La Ratamorphose


 

- Princesse Zinaïda, dit le rabbi, je vais vous rendre invisible pour une période limitée, ainsi vous pourrez fuir les Bolcheviks en toute sécurité. Ne bougez plus, je retrouve les paroles sacrées et je suis à vous. 
La princesse obéit, elle avait l'habitude des daguerréotypes, très en vogue dans la famille royale. 
Et il trouva les mots, les prononça et patatras, la bavure. 

 

Peut-être Vassili était-il trop près, ou ce n'était pas le bon texte, ou alors sa dyslexie lui avait joué un tour mais ça il ne pouvait pas le savoir parce que la psychanalyse n'avait pas atteint le shtetel. 
Le rabbin renonça à pousser plus loin l'expérience, de peur de la transformer en souris, auquel cas le chat gris ne la reconnaîtrait peut-être pas et…
Il jugea qu'ainsi, la jeune fille ne craignait plus rien. 

 

Vassili était aux anges : sa Zinaïda ressemblait enfin à quelque chose. Parce qu'il avait beau l'aimer, à l'ordinaire elle manquait un peu de pelage par endroit et en avait trop à d'autres. 
Une magnifique chatte (russe) blanche, voilà ce qu'elle était devenue !
- Je t'adore, lui dit-il.
- Je vous prie de me vouvoyer, lui répondit-elle.
Son nouveau manteau était superbe et plus chaud qu'une Zibeline. 
Et elle entreprit de se lécher des pattes aux moustaches afin de
se débarrasser de la pestilence des habits populaires. 




 

- Écoutez-moi ! intima le rabbi. Vous allez faire un très long voyage. Vous marcherez par monts et par vaux dans la direction du soleil couchant. Mais ne vous attardez pas, le sortilège prendra fin quand... enfin vous verrez. Pour me joindre en cas de grande nécessité, tournez trois fois cette Mezouza et j'apparaîtrai en rêve. 

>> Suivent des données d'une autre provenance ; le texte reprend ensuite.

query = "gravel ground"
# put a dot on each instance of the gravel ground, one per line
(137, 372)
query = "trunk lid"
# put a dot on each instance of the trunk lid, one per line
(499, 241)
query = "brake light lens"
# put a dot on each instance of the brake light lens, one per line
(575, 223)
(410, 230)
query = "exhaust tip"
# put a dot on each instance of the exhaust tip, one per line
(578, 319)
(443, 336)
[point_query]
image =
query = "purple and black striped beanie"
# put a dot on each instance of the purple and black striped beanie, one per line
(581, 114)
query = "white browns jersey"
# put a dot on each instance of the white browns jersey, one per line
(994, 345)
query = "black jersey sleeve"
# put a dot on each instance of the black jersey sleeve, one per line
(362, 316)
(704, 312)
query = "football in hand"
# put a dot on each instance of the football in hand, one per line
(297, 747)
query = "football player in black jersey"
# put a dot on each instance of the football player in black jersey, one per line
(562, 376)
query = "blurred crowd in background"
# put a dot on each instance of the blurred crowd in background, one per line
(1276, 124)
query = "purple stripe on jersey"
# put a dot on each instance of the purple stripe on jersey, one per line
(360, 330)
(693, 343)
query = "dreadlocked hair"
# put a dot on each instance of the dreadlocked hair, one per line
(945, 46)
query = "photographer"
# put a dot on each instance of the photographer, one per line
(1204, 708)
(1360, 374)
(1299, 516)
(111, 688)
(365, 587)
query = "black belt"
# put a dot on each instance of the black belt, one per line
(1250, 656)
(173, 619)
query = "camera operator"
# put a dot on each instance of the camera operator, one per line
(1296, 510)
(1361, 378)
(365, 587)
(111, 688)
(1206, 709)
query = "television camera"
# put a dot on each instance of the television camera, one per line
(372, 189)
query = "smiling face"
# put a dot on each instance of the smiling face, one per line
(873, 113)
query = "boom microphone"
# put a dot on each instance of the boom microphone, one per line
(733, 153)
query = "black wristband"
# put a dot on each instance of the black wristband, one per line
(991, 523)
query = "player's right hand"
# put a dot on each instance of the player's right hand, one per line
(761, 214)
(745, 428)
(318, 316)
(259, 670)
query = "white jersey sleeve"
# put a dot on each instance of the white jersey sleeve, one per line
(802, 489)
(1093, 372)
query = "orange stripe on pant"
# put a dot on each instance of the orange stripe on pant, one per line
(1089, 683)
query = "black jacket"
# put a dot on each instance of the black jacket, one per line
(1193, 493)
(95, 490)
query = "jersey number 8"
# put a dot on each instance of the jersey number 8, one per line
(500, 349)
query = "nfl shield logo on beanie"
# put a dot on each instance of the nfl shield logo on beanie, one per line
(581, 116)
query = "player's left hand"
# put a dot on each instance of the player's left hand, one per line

 Il n'arrivait pas du tout à savoir ce que comprenaient ces animaux intraitables qui ne pensaient qu'à manger et jouer, ça le désespérait mais son pouvoir s'arrêtait là. 

Il les regarda partir avec anxiété par les venelles d'où l'on entendait gronder les canons. 
Puis il dit une prière pour eux et le Kaddish pour Rivka.